No rhyme or reason to Amy Adams being on the top. She just happens to have the initials AA, and so she ended up here. Although, out of the many Ben Stiller films, Night At The Museum was one of my favorites. This is Amy on the set of Night At The Museum 2.
With the exception of her name, the Anna Faris of today is nothing like the Anna Faris of ten years ago.
Adrian Grenier gets us started on what for some reason has kind of turned into a bare chest edition of the photos.
I understand Balthazar Getty and Sienna Miller were caught in mid embrace, but it does look like Balthazar is checking his watch to make sure he doesn't move into the next hour and cost himself an extra $500. Yes, Balthazar is an ass for doing this to his wife, but Sienna jokes are just so much easier because she has been caught doing the same thing repeatedly. Balthazar on the other hand is just a blind item or four.
Billy Bob Thornton - New York
Ben Affleck is just the like rest of us. And when I say us, I mean guys. And when I say guys, I mean guys who balk at the idea of taking a shower or combing what is left of our hair simply because we may have to go out in public. Sure, we wore these clothes the past few days, but hey, it isn't like we are going to someplace where we are going to be in a confined area. Sure, the jacket might be ten years old, but hey, who is going to notice. Of course unlike the rest of us, Ben gets his photo sent all over the world. Almost makes you want to shower. Almost.
Would this be an inopportune time to play Who Would You Rather Do?
"Drink Vitamin Water and you too can look like Corey Feldman in Lost Boys."
Playing catch with the kids on the playground? Priceless. Forgetting that baseballs break car windows? $463.28
I don't need to attend the Bacardi Mojito Masterclass. Lets face it. After about the 8th mojito, you are just chugging the rum from the bottle and chewing the mint leaves in your mouth because you are hungry as hell and forgot to go to the grocery store earlier.
Brett Lee demonstrates the latest in bar technology which takes away the guessing of whether some guy is managing to conceal 50 pounds of fat under his Spanxx.
Now, this could just be me, but are Katharine McPhee's breasts actually touching her waistline?

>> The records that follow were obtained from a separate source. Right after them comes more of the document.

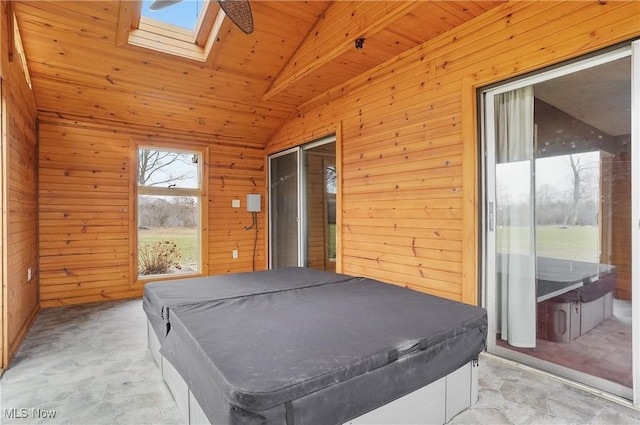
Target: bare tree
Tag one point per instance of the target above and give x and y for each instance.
(584, 186)
(157, 168)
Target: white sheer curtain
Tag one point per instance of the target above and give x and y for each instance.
(516, 260)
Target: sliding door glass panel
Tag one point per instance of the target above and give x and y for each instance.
(320, 206)
(560, 149)
(283, 212)
(515, 238)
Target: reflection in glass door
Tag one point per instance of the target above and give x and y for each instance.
(558, 246)
(283, 210)
(302, 194)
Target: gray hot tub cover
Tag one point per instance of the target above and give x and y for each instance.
(315, 354)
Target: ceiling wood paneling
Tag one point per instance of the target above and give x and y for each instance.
(249, 85)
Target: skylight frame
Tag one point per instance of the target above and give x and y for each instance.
(156, 35)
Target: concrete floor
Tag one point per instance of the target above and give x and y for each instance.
(89, 364)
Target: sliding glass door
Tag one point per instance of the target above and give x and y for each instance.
(558, 221)
(284, 210)
(302, 199)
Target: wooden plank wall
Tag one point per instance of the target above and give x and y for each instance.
(86, 209)
(409, 158)
(20, 302)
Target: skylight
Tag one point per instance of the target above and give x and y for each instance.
(186, 28)
(183, 14)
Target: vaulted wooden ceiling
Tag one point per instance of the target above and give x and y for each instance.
(251, 83)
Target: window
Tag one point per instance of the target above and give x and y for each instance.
(187, 29)
(170, 211)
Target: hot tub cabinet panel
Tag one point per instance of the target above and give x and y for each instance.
(565, 317)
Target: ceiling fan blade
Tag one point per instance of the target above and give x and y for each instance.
(239, 11)
(161, 4)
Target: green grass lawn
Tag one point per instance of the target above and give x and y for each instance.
(566, 242)
(186, 241)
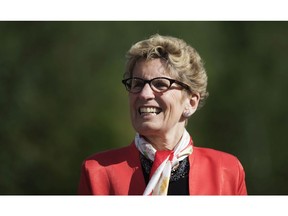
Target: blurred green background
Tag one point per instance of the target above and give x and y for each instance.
(61, 98)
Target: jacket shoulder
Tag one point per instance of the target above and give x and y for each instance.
(216, 157)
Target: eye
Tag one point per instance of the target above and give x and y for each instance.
(161, 84)
(136, 83)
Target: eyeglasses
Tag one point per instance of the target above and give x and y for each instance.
(158, 84)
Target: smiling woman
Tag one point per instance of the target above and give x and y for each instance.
(167, 83)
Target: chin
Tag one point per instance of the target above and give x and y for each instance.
(146, 129)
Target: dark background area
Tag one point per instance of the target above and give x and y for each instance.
(61, 97)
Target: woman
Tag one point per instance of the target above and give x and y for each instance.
(167, 83)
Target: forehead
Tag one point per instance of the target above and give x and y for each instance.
(149, 69)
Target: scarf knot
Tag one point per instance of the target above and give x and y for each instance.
(163, 162)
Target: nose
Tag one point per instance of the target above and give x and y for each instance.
(146, 92)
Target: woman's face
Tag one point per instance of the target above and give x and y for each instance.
(155, 113)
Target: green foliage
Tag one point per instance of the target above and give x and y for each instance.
(61, 98)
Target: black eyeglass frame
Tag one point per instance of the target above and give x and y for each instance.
(172, 81)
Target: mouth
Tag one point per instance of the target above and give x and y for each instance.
(149, 110)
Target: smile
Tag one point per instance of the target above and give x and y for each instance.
(149, 110)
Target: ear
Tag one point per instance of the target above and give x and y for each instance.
(191, 106)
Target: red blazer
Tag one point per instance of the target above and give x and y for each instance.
(119, 172)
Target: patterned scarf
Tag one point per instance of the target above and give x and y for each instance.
(163, 162)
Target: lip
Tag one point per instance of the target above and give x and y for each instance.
(149, 110)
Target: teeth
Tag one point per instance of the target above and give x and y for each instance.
(149, 110)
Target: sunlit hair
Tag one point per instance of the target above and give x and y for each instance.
(183, 61)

See, I learn something new everyday. Apparently in Germany when there is a photocall for a new television show, the actors and actresses, show the press what they want for Christmas. I know, I know, but it is tougher than you think to come up with a joke when someone is doing this. It would have been so much easier if some guy had been stuffing socks down his pants as well.
Normally I would think this was weird as crap, but this is Helena Bonham Carter. That ship sailed a long time ago.
Judging from the rest of the photos in this set, I'm guessing Fernando Verdasco plays tennis for a living, but if you told me he was a violinist, I would believe you because honestly I have no idea, and am too lazy to check.
Either this Rhys Ifans thing with Kimberly Stewart is just a friends thing or his peen is huge because I don't know how he could get away with wearing this to what seems like a fairly nice place for dinner with a girlfriend.
So, according to the Daily Mail, this tattoo is brand new. You will notice it says Nicole. Umm, wouldn't you want one of your daughter. Marriages are curious beasts, but your child is forever.
Sometimes when you catch Monet Mazur just right it is like looking at Madonna from 20 years ago.
Lily Allen winning friends and influencing people. Tough to get a lot behind a punch when you are wearing heels, drunk off your ass, smoking a cigarette and surrounded by paps.
"Look, don't you know who I have f**ked? I want a discount."